The director apparently first considered a remake of the film in 1941 in order to fulfil a contractual obligation to Paramount Pictures. Scriptwriter John Michael Hayes was hired. He had already written some scripts for Hitchcock, To Catch a Thief and Rear Window and a number of other award-winning films. There were certain conditions. Hayes was not to see the first film or see the original script. He would only get briefed by Hitchcock on the plot details. Hayes would only have the opening scenes ready when filming began and was given instructions to send any subsequent scripts by airmail as he finished them. I’ve seen both versions, and although neither is my favourite, simply because there are other Hitchcock films I would put at the top of the list, they are still both worthwhile seeing. This 1956 version is still a highly enjoyable film, it is a Hitchcock film after all, the man really knows his stuff and is not too far off the mark with either one. What resulted is a film not so different from the first film in plot, but two versions with vastly different locales, the first being Switzerland and London, although the film was actually shot in the studio and in black and white, the second in colourful Marrakesh, Morocco and London and both with actors we can all enjoy.
Is it any wonder that James Stewart is my favourite actor! Everytime I see him on screen I discover something else to love about the guy! He is mesmerizing in every role I’ve seen him play. This was Stewart’s third film with the brilliant director and he was obviously by this time Hitchcock’s favourite actor. Who else! The female lead is singer-actress-comedienne Doris Day in a dramatic role I wouldn’t often associate with her. I had become more familiar with her 1960’s comedies and her tv show which I enjoyed on reruns through the 70’s and 80’s.
Scene with (Lord) Bernard Miles, Christopher Olsen, Brenda de Banzie, Doris Day and James Stewart.
Hitchcock leads us on a breathless adventure with this film shot location in dazzling Technicolor. James and Doris, don’t they sound just like your next-door neighbour, are on a family holiday with their young son in Morocco where their son gets kidnapped. Christopher Olsen plays the young boy. He is the older brother of child actress Susan Olsen who played youngest daughter Cindy in The Brady Bunch. It’s obvious from the start that our lead actors have found themselves in a culture very different from anything they have ever encountered and that this “ordinary” husband and wife, as if we can call James and Doris ordinary, were going to very soon find themselves in an extraordinary situation.
Scene of the marketplace bazaar in the film.
The stars in a scene from the film. Wouldn’t it be interesting to be an extra in one of these films ……. “All right, you there, the lady in the blue dress over there, I said “Cut”!… Hey, I may audition for that play after all.

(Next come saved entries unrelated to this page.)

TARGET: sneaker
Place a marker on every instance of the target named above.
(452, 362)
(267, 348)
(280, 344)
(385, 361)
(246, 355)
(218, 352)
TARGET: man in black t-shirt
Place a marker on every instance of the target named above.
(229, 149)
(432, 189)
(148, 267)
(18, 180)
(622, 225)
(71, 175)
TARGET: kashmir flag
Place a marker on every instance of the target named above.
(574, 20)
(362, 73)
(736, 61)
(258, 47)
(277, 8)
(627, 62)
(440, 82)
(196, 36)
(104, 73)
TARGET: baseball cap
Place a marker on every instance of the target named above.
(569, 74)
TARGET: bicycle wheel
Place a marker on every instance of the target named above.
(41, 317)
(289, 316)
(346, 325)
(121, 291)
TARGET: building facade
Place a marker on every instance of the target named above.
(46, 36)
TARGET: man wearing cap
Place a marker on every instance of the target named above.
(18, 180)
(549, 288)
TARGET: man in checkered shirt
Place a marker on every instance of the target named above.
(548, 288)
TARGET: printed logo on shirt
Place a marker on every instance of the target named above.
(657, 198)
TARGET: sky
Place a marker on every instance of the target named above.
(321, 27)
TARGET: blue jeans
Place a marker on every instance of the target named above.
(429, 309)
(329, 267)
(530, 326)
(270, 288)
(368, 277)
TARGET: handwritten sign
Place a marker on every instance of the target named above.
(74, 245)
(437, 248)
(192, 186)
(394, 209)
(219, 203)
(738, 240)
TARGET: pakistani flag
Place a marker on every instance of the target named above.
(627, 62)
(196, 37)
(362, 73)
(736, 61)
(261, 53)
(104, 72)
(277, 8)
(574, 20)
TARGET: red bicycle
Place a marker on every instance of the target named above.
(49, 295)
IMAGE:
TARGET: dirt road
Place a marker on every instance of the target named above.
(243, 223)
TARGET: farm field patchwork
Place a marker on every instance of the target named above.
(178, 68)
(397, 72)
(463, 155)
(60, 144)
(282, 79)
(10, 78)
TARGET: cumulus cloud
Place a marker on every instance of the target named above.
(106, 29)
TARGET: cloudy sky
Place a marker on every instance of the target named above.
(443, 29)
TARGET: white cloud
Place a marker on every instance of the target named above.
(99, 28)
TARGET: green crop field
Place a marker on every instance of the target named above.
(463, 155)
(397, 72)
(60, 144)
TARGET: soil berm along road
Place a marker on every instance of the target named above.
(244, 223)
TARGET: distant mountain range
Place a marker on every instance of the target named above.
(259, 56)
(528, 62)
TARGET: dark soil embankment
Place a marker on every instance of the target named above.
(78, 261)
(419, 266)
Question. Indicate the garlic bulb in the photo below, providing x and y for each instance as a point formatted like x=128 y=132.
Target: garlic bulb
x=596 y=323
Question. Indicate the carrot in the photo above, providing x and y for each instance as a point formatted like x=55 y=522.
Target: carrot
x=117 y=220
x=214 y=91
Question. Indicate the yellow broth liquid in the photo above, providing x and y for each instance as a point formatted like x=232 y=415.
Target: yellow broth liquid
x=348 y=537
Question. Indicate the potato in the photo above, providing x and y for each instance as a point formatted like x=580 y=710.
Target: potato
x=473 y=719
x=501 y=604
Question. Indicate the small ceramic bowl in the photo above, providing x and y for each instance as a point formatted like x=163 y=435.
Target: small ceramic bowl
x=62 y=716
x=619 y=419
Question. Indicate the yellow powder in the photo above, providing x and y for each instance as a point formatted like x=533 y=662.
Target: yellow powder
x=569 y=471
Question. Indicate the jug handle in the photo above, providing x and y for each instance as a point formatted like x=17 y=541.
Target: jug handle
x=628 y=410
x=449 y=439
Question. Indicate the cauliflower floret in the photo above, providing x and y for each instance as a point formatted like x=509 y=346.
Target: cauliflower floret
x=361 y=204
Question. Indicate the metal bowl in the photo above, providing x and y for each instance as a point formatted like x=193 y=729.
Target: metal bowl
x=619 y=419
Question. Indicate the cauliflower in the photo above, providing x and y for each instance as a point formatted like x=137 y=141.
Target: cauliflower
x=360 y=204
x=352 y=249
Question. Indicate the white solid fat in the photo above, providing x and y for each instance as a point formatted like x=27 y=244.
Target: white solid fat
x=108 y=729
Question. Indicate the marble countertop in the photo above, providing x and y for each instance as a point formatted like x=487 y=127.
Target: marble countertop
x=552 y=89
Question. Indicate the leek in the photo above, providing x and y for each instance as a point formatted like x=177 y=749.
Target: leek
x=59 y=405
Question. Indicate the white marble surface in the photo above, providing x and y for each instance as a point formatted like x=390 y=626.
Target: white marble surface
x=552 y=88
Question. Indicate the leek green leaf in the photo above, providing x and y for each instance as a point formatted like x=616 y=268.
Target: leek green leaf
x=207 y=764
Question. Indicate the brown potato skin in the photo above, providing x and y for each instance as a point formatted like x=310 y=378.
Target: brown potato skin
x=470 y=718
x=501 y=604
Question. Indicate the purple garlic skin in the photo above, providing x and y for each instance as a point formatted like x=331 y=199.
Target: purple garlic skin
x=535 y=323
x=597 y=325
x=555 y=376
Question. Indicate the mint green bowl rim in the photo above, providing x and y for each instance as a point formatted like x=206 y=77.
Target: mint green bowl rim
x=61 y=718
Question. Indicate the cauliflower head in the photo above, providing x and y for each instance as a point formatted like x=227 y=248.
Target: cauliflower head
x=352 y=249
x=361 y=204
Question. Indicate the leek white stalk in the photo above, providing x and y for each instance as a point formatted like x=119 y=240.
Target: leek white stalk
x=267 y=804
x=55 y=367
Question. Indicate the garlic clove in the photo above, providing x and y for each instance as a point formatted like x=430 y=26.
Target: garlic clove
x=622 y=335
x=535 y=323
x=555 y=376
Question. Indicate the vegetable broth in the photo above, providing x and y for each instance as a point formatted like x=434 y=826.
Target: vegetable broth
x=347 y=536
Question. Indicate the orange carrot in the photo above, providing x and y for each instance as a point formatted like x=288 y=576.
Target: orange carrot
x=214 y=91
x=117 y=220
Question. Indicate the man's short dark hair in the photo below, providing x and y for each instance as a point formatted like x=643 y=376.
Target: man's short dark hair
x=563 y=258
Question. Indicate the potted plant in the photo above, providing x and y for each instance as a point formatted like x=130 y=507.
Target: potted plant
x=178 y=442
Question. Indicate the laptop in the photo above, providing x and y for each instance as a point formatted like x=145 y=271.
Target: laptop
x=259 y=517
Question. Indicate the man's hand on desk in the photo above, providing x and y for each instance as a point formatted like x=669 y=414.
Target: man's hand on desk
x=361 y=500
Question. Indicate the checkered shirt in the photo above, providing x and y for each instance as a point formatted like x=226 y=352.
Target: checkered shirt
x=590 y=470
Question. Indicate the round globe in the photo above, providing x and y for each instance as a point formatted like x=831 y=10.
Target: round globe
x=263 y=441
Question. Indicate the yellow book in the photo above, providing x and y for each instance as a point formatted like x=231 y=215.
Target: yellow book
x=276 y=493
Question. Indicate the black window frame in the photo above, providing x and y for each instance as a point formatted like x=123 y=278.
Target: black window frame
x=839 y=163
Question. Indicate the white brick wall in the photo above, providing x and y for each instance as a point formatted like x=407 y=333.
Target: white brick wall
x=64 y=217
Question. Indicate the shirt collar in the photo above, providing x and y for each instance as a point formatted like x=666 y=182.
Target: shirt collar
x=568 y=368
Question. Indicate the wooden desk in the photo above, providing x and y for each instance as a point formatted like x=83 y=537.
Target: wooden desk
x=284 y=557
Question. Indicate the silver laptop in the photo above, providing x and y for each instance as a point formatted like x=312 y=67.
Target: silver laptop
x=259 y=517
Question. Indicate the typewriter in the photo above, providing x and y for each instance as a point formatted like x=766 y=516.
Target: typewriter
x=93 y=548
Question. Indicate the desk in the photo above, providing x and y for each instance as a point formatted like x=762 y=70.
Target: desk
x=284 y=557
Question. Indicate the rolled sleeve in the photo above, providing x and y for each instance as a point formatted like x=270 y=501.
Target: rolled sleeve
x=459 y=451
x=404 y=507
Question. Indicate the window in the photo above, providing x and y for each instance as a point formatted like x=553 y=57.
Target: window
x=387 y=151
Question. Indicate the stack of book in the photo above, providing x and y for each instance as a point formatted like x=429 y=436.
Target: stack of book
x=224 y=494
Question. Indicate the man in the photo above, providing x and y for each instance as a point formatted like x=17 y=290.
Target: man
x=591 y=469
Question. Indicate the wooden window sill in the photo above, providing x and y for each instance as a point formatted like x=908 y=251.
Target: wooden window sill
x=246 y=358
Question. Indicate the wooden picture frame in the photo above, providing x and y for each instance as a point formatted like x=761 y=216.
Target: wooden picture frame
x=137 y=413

The film is strongly supported by a talented cast of characters and villains including French actor Daniel Gelin, father of actress Maria Schneider, British actors (Lord) Bernard Miles, father of actress Sarah Miles, Brenda de Banzie and brilliant and prolific Austrian actor Reggie Nalder whose scarred face adds to his enthusiastic portrayal of the villain assassin. These actors were so amazing that I wish we could have seen more of them.
Would you ever want to run into Reggie Nalder’s menacing look? What an amazing character actor!!
Doris Day with child actor Christopher Olsen singing the film’s theme son Que Sera Sera (Whatever Will Be Will Be)
Que Sera Sera, Doris Day’s signature song came out of this film and won the Academy Award for best song in 1957 against such titles as True Love from High Society, Thee I Love from Gentle Persuasion sung by Pat Boone, Written on the Wind from the film of the same title by The Four Aces, Julie from the film Julie which Ms. Day starred in and sang the theme song for as well. Thank you, YouTube!